Meteo: il colpo grosso dell'inverno tra fine gennaio e febbraio

Giorni della Merla, torna la neve?

Ci avviciniamo a una settimana che si preannuncia insolitamente mite, dominata dall’alta pressione, un fenomeno che si ripete costantemente durante la stagione invernale da anni. Questa tendenza metereologica confermata andrà a neutralizzare l’effetto del freddo e della neve che attualmente avvolge l’Italia, specialmente in montagna. A partire da lunedì, si prevede un notevole aumento delle temperature sugli altopiani, soprattutto sulle Alpi, portando allo scioglimento della neve al di sotto dei 2000 metri di altitudine, a causa delle temperature ben al di sopra delle medie stagionali.

Questo inverno segue la tendenza degli anni precedenti, con temperature sempre più elevate, superando addirittura i record precedenti. Tra martedì e giovedì, si prevede che le temperature possano raggiungere i 14 o 15 gradi in montagna, valori tipici della tarda primavera o addirittura dell’estate, in particolare sulle Alpi.

Queste anomalie termiche potrebbero persistere fino al 28 gennaio. Dopodiché si profilano vari scenari: il primo prevede la presenza di un anticiclone persistente e invadente, potenzialmente fino ai primi giorni di febbraio; l’altro scenario è più promettente e potrebbe ravvivare le speranze di un ritorno dell’inverno.

Diversi modelli meteorologici prevedono l’arrivo di un’ondata di freddo continentale dall’Est Europa e dalla Russia, che potrebbe prima investire i Balcani e poi il versante adriatico e il sud Italia, causando un drastico calo delle temperature e la possibile ricomparsa della neve.

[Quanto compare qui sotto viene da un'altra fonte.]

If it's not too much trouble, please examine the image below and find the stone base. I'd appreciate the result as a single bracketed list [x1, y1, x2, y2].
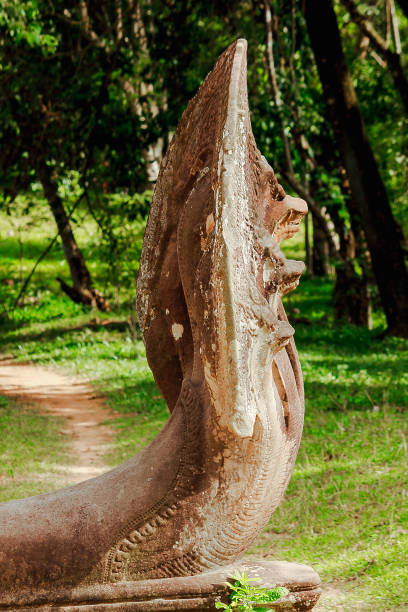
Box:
[0, 561, 321, 612]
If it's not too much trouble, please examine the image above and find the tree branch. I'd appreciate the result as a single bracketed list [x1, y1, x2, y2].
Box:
[341, 0, 408, 114]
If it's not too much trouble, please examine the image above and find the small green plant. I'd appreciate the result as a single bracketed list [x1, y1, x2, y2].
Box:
[215, 572, 289, 612]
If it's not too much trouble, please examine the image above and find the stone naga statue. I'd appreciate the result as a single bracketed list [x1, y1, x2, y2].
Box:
[0, 40, 318, 610]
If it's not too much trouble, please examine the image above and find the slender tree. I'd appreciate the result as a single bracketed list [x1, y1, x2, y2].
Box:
[304, 0, 408, 337]
[341, 0, 408, 114]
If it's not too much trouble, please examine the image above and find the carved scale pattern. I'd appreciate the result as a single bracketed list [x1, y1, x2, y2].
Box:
[104, 380, 201, 582]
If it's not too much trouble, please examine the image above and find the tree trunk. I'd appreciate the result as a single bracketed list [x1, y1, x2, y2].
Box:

Giorni della Merla, torna la neve?

Questa ondata di freddo potrebbe raggiungere l’Italia durante i giorni della Merla e i primi giorni di febbraio, ma al momento resta una prospettiva a lungo termine, considerato che mancano circa 10 giorni a questo potenziale avvenimento.

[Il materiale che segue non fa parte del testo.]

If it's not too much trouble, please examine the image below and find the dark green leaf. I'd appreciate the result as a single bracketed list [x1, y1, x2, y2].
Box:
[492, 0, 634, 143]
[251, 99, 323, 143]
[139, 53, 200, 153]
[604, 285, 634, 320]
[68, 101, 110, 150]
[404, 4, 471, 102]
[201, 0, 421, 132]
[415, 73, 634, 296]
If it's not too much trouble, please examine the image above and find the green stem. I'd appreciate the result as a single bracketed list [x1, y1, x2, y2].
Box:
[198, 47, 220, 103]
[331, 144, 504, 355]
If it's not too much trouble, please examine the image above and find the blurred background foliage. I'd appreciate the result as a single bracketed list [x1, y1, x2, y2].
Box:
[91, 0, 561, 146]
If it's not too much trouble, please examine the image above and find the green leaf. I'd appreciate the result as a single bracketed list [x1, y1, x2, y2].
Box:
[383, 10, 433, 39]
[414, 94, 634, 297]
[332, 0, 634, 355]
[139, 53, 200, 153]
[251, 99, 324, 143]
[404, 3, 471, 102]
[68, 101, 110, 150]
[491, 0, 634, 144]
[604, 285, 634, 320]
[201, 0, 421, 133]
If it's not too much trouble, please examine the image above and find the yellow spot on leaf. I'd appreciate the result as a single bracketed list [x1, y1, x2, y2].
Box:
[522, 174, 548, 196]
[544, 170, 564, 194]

Questo scenario di freddo non è infondato , ma è il risultato di una serie di movimenti atmosferici che hanno una discreta probabilità di avverarsi. Questa ondata di freddo potrebbe essere il risultato di pulsazioni subtropicali verso la Gran Bretagna e la Scandinavia, creando un muro anticiclonico che favorirebbe il flusso retrogrado del gelo verso il Mediterraneo.